NSA “Blurring the Lines” Between Wars on Terror and Drugs
The steady drip of leaks from the fugitive National Security Agency (NSA) whistleblower Edward Snowden continue to reveal the magnitude to which our own government’s spy agencies are snooping on Americans and the world. Earlier, we learned the NSA partnered with global telecom firms to gather “metadata” on nearly every domestic phone call. We also learned NSA hacked the personal cell phone of German Chancellor Angela Merkel and today we learn NSA recorded nearly all the cell phone calls from the island nation of the Bahamas.
Last year, we learned that the NSA was handing over some of that phone data to the Drug Enforcement Administration (DEA), who’d use the intelligence in a little shell game called “parallel construction”. This is a technique DEA taught to local law enforcement agencies so when DEA gave them a tip based on NSA spy information, local cops would find another excuse to detain the suspect and cover up any reference to the original DEA tip. “Parallel construction” makes it impossible for the suspect’s defense attorney to question the admissibility of the DEA’s tip or the NSA’s intelligence in a court of law.
It turns out now that the NSA and DEA collaboration is far more extensive than previously imagined. The latest bombshell is the revelation of an NSA memo dated 4/20/2004 (oh, the irony!) that NSA is “blurring the lines between [counterterrorism and counternarcotics] missions.”
“When you think about our top national security threats, chances are that terrorism and military conflict come quickly to mind – and for good reason,” the memo begins. “But how many of us list illegal narcotics among the top threats to our society? Our national leadership recognized the seriousness this problem poses and declared a war on drugs two decades ago. This ‘war’ has all the risks, excitement, and dangers of conventional warfare, and the stakes are equally high.” Excitement? Isn’t war supposed to be hell, something you fight out of necessity, something you hope to see come to an end? “Excitement” is not a word we’d associate with “war”.

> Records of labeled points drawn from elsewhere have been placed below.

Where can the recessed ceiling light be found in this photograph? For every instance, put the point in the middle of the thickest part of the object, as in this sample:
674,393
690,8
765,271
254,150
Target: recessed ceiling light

The memo’s writer, a manager of the DEA’s account at the NSA, describes how “from the start NSA has been at the forefront of Intelligence Community (IC) support” for DEA’s mission and explains how “novel collection and analysis techniques NSA developed and refined against … criminal hard targets have … resulted in major successes in the war on drugs…” NSA spying to fight terrorism has proven so effective in thwarting drugs that the DEA “recognizes the unique access and sole source information NSA provides…”
Congress granted the NSA these USA PATRIOT ACT spying powers to help stop the next 9/11, not to help the DEA stop the next 4:20. The War on Terror has become The War on Us.